In 2011, William directed a film about a publisher Gallimard and its 100 greatest authors. Among them, William chose to include Philip Roth as one of the great American novelists, along with Hemingway, Fitzgerald, Styron, Salinger, Faulkner, Steinbeck and Miller.

==Published work==

===Filmography===
- 1988 : De Gaulle? Connais pas, Envoyé spécial, France 2.
- 1989 : L'Argentine dans la crise, Envoyé spécial, France 2.
- 1989 : Les juifs du bout du monde, Envoyé spécial, France 2.
- 1992 : La Rafle du Vel' d'Hiv, La Marche du siècle, France 3.
- 1992 : Les deux morts de Joseph Staline, Planète chaude, France 3.
- 1993 : La Guerre du Kippour, Les Brûlures de l'Histoire, France 3.
- 1993 : Sartre-Aron : 50 ans d'histoires, Les Brûlures de l'Histoire, France 3.
- 1993 : John F. Kennedy, Les Brûlures de l'Histoire, France 3.
- 1994 : Le FMI en Jamaïque, Grand Format, Arte.
- 1994 : La Nuit des Longs Couteaux, Les Brûlures de l'Histoire, France 3.
- 1995 : Une journée particulière : le 8 mai 1945, Les Brûlures de l'Histoire, France 3.
- 1995 : Albert Cohen, Un siècle d'écrivains, France 3.
- 1995 : Contre l'oubli (co-réalisation avec Blanche Finger), Documents, France 2.
- 1996 : Primo Levi, Un Siècle d'écrivains, France 3.
- 1996 : Mourir à Verdun, Les Dossiers de l'Histoire, France 3.
- 1996 : La Cagoule, Les Dossiers de l'Histoire, France 3.
- 1997 : Une terre deux fois promise : Israël-Palestine, Les Dossiers de l'Histoire, France 3.
- 1999 : Histoire d'une droite extrême, Les Mercredis de l'Histoire, Arte.
- 1999 : Le Journal commence à vingt heures, La Vie en face, Arte.
- 2000 : Les Hommes de la Maison Blanche, Les Mercredis de l'Histoire, Arte.
- 2001 : Conversation avec les hommes du Président, Histoire.
- 2001 : François Mitterrand.

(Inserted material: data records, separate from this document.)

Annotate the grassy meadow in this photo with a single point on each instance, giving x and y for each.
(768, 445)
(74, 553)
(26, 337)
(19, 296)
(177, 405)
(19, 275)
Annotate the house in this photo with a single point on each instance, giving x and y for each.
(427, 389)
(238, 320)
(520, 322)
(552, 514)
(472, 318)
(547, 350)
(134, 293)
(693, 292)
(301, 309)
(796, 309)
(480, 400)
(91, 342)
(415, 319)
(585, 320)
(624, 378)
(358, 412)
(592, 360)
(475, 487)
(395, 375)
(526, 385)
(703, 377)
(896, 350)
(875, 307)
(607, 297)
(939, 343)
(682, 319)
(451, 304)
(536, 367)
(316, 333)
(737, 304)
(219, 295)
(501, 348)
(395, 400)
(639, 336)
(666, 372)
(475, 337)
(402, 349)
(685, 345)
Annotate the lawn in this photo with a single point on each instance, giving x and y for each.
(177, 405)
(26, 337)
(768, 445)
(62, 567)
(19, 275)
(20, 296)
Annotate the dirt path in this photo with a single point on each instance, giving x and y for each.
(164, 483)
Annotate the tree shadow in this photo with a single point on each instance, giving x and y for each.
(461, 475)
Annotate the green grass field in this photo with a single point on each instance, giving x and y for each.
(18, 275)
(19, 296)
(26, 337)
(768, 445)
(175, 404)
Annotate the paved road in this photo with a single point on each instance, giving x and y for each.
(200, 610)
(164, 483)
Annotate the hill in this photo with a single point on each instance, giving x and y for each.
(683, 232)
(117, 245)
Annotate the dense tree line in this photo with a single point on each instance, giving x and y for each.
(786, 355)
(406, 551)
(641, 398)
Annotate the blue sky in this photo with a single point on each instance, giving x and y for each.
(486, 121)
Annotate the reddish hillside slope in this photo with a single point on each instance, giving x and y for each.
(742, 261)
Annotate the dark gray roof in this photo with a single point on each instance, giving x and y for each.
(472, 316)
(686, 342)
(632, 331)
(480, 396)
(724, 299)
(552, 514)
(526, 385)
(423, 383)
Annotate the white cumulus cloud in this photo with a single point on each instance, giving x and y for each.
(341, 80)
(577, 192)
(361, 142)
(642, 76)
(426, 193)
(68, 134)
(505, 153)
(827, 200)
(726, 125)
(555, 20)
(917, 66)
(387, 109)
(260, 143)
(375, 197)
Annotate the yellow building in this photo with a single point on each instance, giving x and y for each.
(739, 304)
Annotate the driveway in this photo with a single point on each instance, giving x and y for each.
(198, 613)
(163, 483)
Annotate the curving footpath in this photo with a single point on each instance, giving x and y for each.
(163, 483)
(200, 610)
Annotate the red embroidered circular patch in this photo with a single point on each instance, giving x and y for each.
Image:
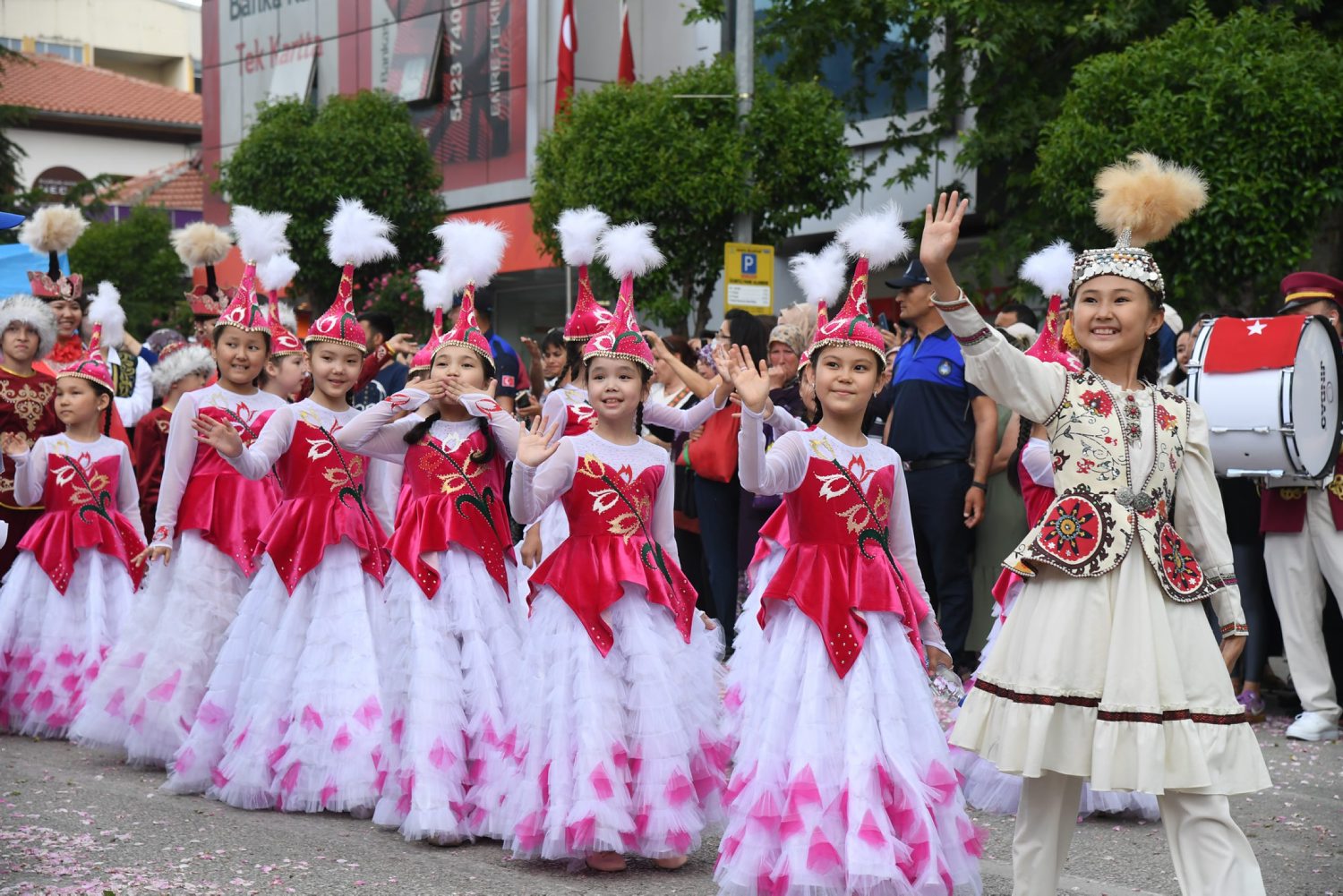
(1178, 563)
(1072, 530)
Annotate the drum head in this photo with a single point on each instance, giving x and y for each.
(1315, 399)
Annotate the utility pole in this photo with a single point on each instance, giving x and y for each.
(744, 58)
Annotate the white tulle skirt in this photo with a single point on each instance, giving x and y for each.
(451, 670)
(990, 790)
(623, 753)
(746, 646)
(145, 699)
(53, 645)
(293, 716)
(843, 785)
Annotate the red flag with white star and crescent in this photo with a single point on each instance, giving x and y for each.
(1240, 346)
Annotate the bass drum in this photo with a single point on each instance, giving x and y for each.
(1270, 391)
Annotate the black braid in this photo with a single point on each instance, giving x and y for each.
(1014, 464)
(421, 429)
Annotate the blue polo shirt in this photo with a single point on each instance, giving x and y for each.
(928, 400)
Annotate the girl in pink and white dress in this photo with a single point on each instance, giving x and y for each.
(450, 651)
(73, 582)
(293, 718)
(206, 535)
(843, 780)
(623, 753)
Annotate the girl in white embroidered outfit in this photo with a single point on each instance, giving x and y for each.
(206, 528)
(1107, 668)
(293, 716)
(843, 780)
(622, 743)
(450, 649)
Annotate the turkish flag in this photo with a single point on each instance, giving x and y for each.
(626, 73)
(569, 46)
(1240, 346)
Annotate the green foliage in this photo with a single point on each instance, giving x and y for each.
(136, 257)
(639, 153)
(298, 158)
(1254, 102)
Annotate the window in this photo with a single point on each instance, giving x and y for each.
(877, 91)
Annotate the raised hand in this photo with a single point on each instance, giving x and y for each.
(220, 437)
(942, 228)
(537, 443)
(13, 443)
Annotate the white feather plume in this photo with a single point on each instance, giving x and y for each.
(356, 235)
(260, 234)
(438, 290)
(628, 250)
(821, 276)
(53, 228)
(877, 235)
(201, 243)
(579, 230)
(277, 271)
(473, 252)
(1050, 269)
(105, 308)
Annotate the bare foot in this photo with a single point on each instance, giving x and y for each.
(606, 861)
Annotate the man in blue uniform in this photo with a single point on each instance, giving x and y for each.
(945, 432)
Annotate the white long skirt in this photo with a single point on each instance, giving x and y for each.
(145, 699)
(843, 785)
(293, 718)
(623, 753)
(451, 670)
(53, 645)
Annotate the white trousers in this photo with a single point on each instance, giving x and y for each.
(1299, 565)
(1210, 853)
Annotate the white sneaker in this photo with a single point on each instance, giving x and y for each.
(1313, 726)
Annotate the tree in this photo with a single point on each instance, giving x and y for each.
(298, 160)
(1005, 62)
(638, 152)
(136, 257)
(1254, 102)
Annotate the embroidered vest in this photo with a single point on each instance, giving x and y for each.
(1100, 509)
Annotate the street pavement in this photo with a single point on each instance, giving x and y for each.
(78, 821)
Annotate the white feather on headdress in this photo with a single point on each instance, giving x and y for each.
(473, 252)
(35, 313)
(628, 250)
(878, 236)
(579, 230)
(437, 287)
(355, 235)
(277, 271)
(169, 371)
(821, 276)
(1050, 269)
(260, 234)
(201, 243)
(53, 228)
(105, 308)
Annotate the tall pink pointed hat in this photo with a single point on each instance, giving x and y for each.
(821, 278)
(355, 236)
(438, 295)
(1052, 270)
(579, 230)
(473, 252)
(876, 239)
(628, 252)
(276, 274)
(91, 367)
(261, 236)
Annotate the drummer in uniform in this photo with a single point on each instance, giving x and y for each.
(1303, 547)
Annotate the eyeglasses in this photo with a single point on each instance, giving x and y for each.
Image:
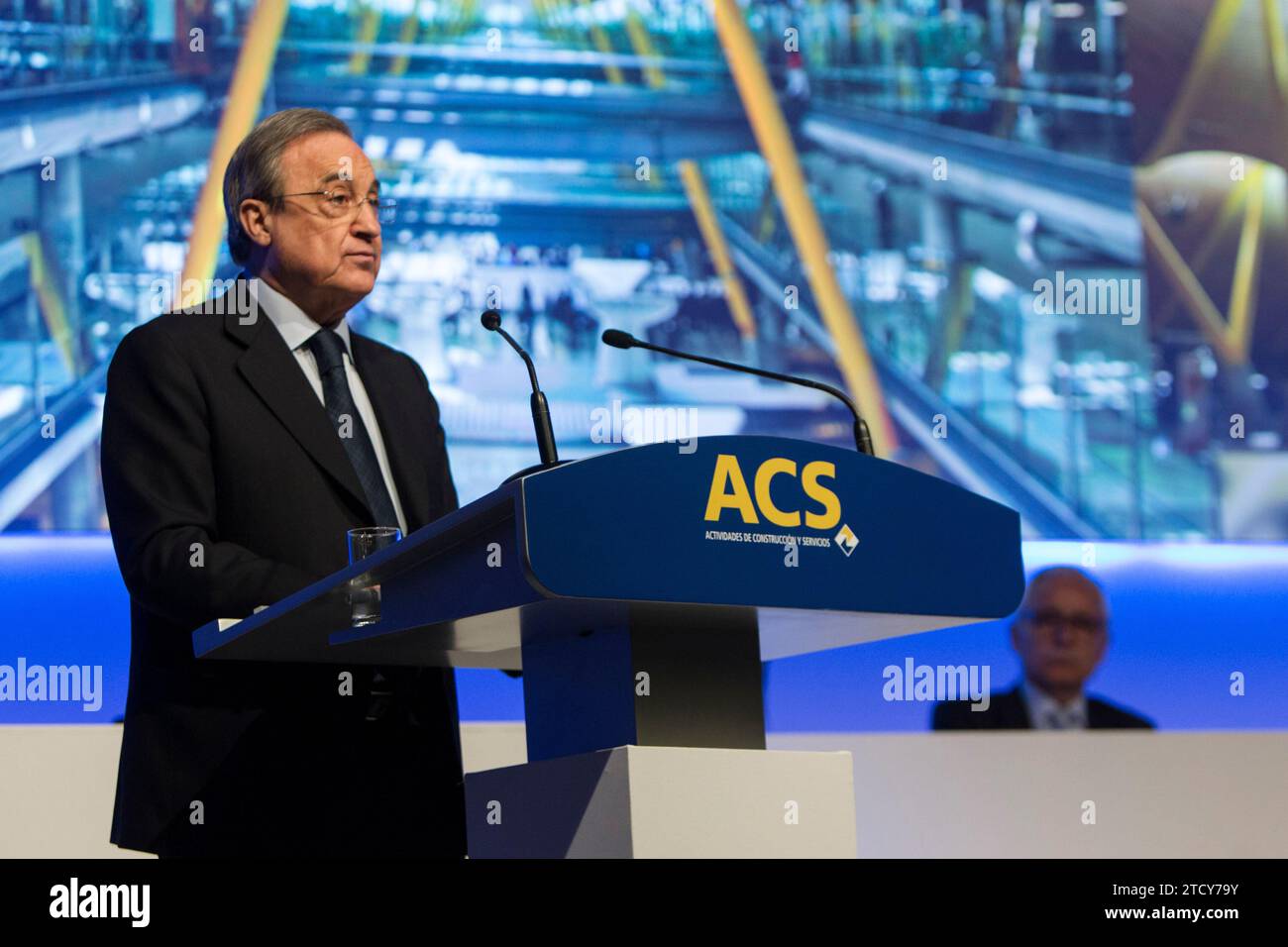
(340, 202)
(1047, 620)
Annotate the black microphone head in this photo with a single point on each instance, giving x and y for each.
(617, 339)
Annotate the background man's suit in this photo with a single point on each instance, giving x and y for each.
(214, 441)
(1009, 711)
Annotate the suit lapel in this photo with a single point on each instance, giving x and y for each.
(1017, 710)
(408, 457)
(270, 368)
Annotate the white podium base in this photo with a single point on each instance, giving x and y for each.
(656, 801)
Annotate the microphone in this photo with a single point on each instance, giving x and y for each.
(862, 437)
(490, 321)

Un mensonge d'Etat passé sous silence, France 3.
- 2002 : Valéry Giscard d'Estaing, le théâtre du pouvoir, Les Dossiers de l'Histoire, France 3.
- 2002 : Opération Lune or Dark Side of the Moon, Les Mercredis de l'Histoire, Arte.
- 2003 : CIA, Guerres secrètes – 1947–1977, Opérations clandestines, Les Mercredis de l'Histoire, Arte.
- 2003 : CIA, Guerres secrètes – 1977–1989, La fin des illusions, Les Mercredis de l'Histoire, Arte.
- 2003 : CIA, Guerres secrètes – 1989–2003, D'une guerre à l'autre, Les Mercredis de l'Histoire, Arte.
- 2004 : The World According to Bush
- 2005 : La Fille du Juge.
- 2008 : Meurtres à l'Empire State Building
- 2009 : Mais qui a tué Maggie?
- 2009 : 1929, about 1929 crisis.
- 2010 : Gallimard, le Roi Lire, Arte.
- 2011 : Album, Arte.
- 2011 : Philippe Roth, sans complexe, Arte.
- 2011 : Looking for Nicolas Sarkozy, Arte.

===List of books===
- Karel, William and Laurent Rucker, Israël-Palestine, une terre deux fois promise, Le Rocher, Paris, 1998.